An EcoSage Assistant: Towards Building A Multimodal Plant Care Dialogue Assistant
Mohit Tomar, Abhisek Tiwari, Tulika Saha, Prince Jha, Sriparna Saha
TL;DR
This work tackles the lack of plant-care dialogue data and multimodal support by introducing the Plantational dataset and the EcoSage dialogue assistant. Plantational comprises approximately one thousand plant-care conversations with accompanying images and annotated intents and dialogue acts, enabling multimodal evaluation. The authors benchmark multiple LLMs and VLMs under zero-shot, few-shot, and fine-tuning settings and propose EcoSage, which uses BLIP-2 visual encoding and LoRA-based adapters within Vicuna for multimodal response generation. Results indicate that incorporating images improves context-specific responses but multimodal alignment remains challenging, underscoring the need for semantic evaluation metrics like BERT-F1; the work lays a foundation for practical, multimodal plant-care assistants.
Abstract
In recent times, there has been an increasing awareness about imminent environmental challenges, resulting in people showing a stronger dedication to taking care of the environment and nurturing green life. The current $19.6 billion indoor gardening industry, reflective of this growing sentiment, not only signifies a monetary value but also speaks of a profound human desire to reconnect with the natural world. However, several recent surveys cast a revealing light on the fate of plants within our care, with more than half succumbing primarily due to the silent menace of improper care. Thus, the need for accessible expertise capable of assisting and guiding individuals through the intricacies of plant care has become paramount more than ever. In this work, we make the very first attempt at building a plant care assistant, which aims to assist people with plant(-ing) concerns through conversations. We propose a plant care conversational dataset named Plantational, which contains around 1K dialogues between users and plant care experts.

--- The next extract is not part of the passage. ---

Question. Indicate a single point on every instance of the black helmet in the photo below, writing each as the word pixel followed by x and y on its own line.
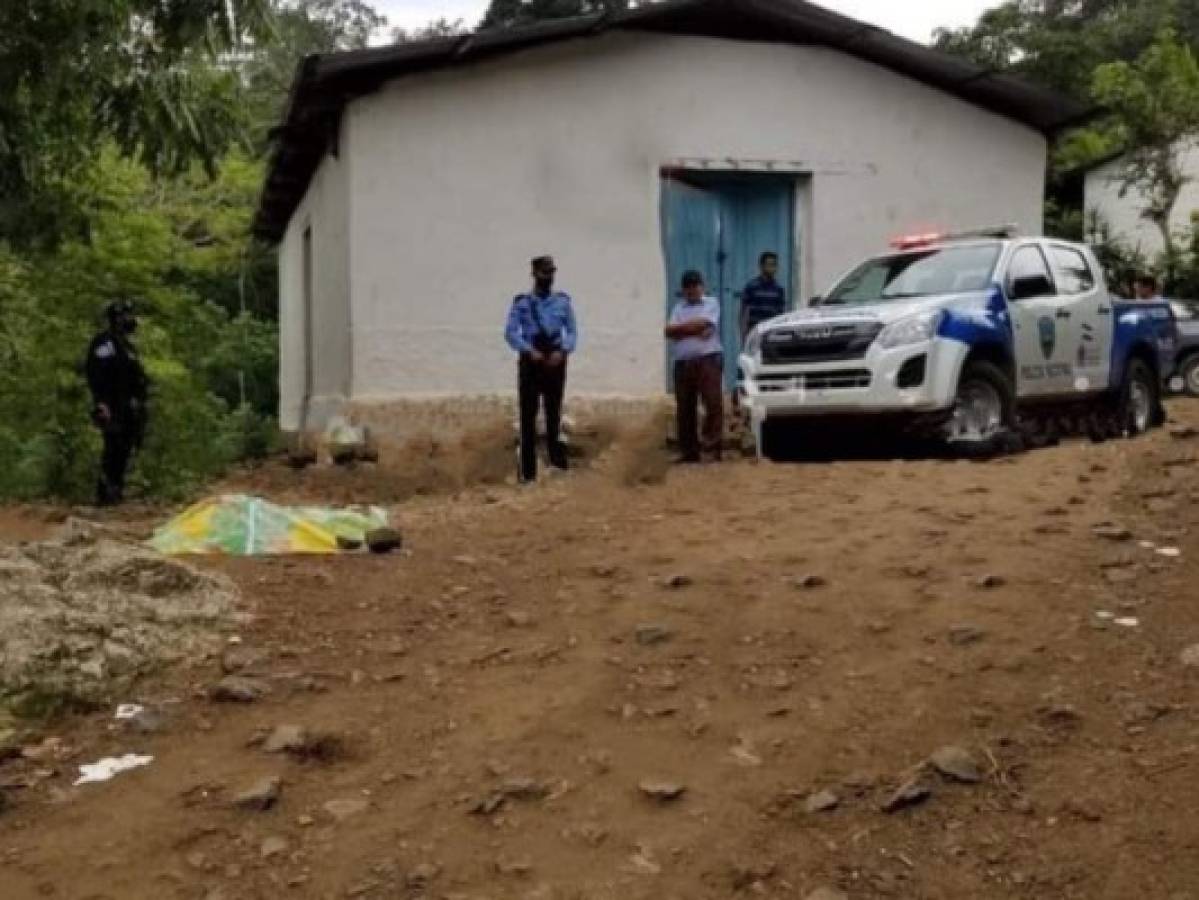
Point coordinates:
pixel 119 309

Our end-to-end proposed approach is two-fold : (i) We first benchmark the dataset with the help of various large language models (LLMs) and visual language model (VLM) by studying the impact of instruction tuning (zero-shot and few-shot prompting) and fine-tuning techniques on this task; (ii) finally, we build EcoSage, a multi-modal plant care assisting dialogue generation framework, incorporating an adapter-based modality infusion using a gated mechanism. We performed an extensive examination (both automated and manual evaluation) of the performance exhibited by various LLMs and VLM in the generation of the domain-specific dialogue responses to underscore the respective strengths and weaknesses of these diverse models.